From the dust jacket- In the 1960s, the world’s attention was focused on a nail-biting race against the international campaign to save a dozen ancient Egyptian temples from drowning in the floodwaters of the gigantic new Aswan High Dam. But the coverage of this unprecedented rescue effort completely overlooked the daring French archaeologist who made it all happen. Without the intervention of Christiane Desroches-Noblecourt, the temples—including the Temple of Dendur, now at New York’s Metropolitan Museum of Art—would currently be at the bottom of a vast reservoir. It was an unimaginably complex project that required the fragile sandstone temples to be dismantled and rebuilt on higher ground.
Willful and determined, Desroches-Noblecourt refused to be cowed by anyone or anything. As a member of the French Resistance in World War II she survived imprisonment by the Nazis; in her fight to save the temples she defied two of the most daunting leaders of the postwar world, Egypt’s President Abdel Nasser and France’s President Charles de Gaulle. As she told one reporter, “You don’t get anywhere without a fight, you know.”
Desroches-Noblecourt also received help from a surprising source. Jacqueline Kennedy, America’s new First Lady, persuaded her husband to help fund the rescue effort. After a century and a half of Western plunder of Egypt’s ancient monuments, Desroches-Noblecourt helped instead to preserve a crucial part of that cultural heritage.

Review- A great read about the first French woman Egyptology, Christiane Desroches-Noblecourt. She loved Egypt from childhood and her parents enjoyed her passion.

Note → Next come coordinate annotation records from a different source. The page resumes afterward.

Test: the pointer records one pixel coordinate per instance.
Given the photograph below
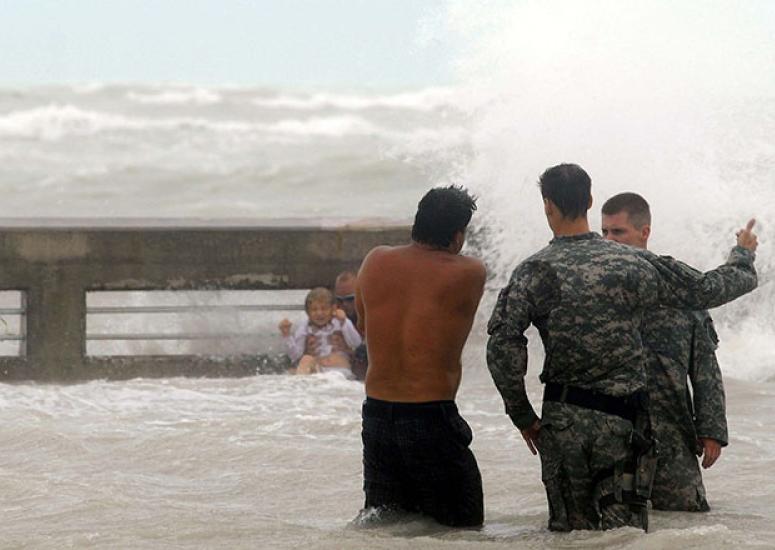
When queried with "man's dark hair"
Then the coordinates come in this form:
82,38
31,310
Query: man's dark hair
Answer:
636,207
568,187
441,213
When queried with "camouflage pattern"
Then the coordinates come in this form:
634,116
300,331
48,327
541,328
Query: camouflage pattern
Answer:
586,296
680,346
575,445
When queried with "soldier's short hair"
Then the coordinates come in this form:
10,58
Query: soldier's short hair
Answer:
568,186
636,207
441,213
318,294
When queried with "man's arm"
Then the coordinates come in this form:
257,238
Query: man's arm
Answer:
684,287
708,390
507,349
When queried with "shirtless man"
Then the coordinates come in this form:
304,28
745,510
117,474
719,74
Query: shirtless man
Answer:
416,304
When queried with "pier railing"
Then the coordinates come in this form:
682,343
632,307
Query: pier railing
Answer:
53,264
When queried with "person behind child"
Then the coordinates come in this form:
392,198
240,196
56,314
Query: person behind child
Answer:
344,293
323,320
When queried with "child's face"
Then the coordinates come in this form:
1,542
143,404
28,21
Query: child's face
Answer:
320,313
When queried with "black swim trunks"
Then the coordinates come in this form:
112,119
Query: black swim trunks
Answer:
416,458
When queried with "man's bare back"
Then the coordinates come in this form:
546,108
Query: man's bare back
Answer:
416,304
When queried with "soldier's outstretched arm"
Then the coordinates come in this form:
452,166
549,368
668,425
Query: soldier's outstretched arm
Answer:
507,348
684,287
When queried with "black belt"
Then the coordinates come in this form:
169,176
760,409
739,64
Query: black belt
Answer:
625,406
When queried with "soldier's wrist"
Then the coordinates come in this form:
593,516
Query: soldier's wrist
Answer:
523,420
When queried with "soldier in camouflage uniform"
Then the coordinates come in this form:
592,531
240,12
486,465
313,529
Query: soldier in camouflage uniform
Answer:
586,296
679,344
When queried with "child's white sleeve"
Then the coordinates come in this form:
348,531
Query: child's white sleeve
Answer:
351,334
296,342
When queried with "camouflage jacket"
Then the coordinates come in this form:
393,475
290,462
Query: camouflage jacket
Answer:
681,345
586,296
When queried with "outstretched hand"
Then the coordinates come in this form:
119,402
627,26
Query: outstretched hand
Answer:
530,436
746,237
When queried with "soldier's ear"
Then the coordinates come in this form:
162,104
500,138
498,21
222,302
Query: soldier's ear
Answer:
645,232
548,207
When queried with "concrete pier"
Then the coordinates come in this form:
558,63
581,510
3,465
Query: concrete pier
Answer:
55,262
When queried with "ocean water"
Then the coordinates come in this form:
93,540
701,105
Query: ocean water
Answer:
666,99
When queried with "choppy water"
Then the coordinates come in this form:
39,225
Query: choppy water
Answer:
666,99
274,462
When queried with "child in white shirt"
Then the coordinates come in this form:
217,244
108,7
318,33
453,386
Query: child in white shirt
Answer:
310,344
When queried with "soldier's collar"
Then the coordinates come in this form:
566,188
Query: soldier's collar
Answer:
580,237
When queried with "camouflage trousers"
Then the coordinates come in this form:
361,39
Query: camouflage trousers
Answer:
578,448
678,481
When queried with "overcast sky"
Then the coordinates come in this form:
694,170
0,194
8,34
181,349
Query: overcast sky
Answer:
380,44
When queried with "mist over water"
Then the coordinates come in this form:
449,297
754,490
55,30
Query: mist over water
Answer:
675,101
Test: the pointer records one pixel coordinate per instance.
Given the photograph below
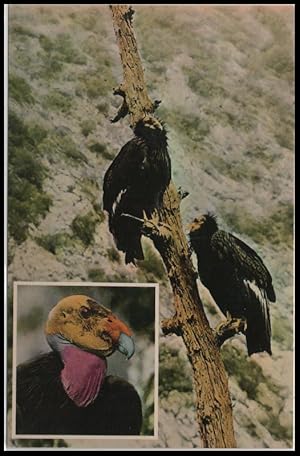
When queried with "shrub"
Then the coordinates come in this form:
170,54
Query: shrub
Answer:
54,242
97,275
84,226
27,202
58,101
113,255
87,127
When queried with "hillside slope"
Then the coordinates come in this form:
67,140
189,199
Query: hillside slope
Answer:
225,78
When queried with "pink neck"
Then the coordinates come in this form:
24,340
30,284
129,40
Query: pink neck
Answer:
83,375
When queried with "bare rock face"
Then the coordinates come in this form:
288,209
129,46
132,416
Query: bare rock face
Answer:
225,75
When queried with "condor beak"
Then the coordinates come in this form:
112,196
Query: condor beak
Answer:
126,345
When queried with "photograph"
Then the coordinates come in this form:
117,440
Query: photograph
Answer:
84,360
149,227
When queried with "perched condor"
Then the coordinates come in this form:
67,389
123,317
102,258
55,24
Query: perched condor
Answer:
135,182
237,279
66,391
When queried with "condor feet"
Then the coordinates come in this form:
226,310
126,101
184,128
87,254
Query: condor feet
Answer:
229,328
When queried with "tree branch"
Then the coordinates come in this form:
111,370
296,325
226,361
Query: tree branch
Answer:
214,411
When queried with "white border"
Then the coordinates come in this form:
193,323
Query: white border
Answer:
156,360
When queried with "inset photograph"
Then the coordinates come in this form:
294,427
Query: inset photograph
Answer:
85,360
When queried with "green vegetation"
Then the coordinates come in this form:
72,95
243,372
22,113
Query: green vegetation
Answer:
55,242
247,373
63,145
62,49
113,255
58,101
87,127
282,332
173,372
39,443
27,202
275,229
23,31
102,107
19,89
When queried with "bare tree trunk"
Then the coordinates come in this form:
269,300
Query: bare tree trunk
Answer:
214,411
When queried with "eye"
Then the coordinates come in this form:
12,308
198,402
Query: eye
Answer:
86,312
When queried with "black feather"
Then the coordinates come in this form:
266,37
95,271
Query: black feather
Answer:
43,407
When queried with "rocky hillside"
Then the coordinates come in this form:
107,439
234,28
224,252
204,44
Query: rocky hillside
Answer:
225,78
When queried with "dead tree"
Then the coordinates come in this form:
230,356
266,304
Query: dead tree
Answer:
213,404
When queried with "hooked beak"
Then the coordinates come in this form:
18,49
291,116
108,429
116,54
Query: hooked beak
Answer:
126,345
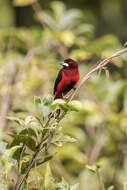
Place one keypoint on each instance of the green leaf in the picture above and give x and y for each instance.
(7, 157)
(48, 181)
(59, 139)
(29, 131)
(43, 107)
(23, 2)
(93, 168)
(43, 160)
(34, 123)
(26, 161)
(74, 187)
(17, 120)
(111, 187)
(48, 100)
(38, 105)
(63, 185)
(25, 140)
(25, 185)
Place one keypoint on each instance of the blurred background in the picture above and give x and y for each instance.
(35, 36)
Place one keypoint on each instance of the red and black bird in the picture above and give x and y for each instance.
(67, 78)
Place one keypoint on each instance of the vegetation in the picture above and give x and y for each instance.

She fought the establishments in intellectual French to make a place for herself and other women. This book follows her whole life and career. She also fought for the temples of ancient Egypt that were forgotten and uncared for. Desroches-Noblecourt saw all the beauty and history as more than just Egypt's, it belonged to the whole world as world history. So she did everything she could to make others, especially those in power, see the beauty too. With effort, she did and we still have many temples that would have been lost to the Nile without her. I recommend this book about a fascinating woman, Christiane Desroches-Noblecourt. 

I give this book a a Five out of Five stars. I get nothing for my review and I borrowed this book from my local library.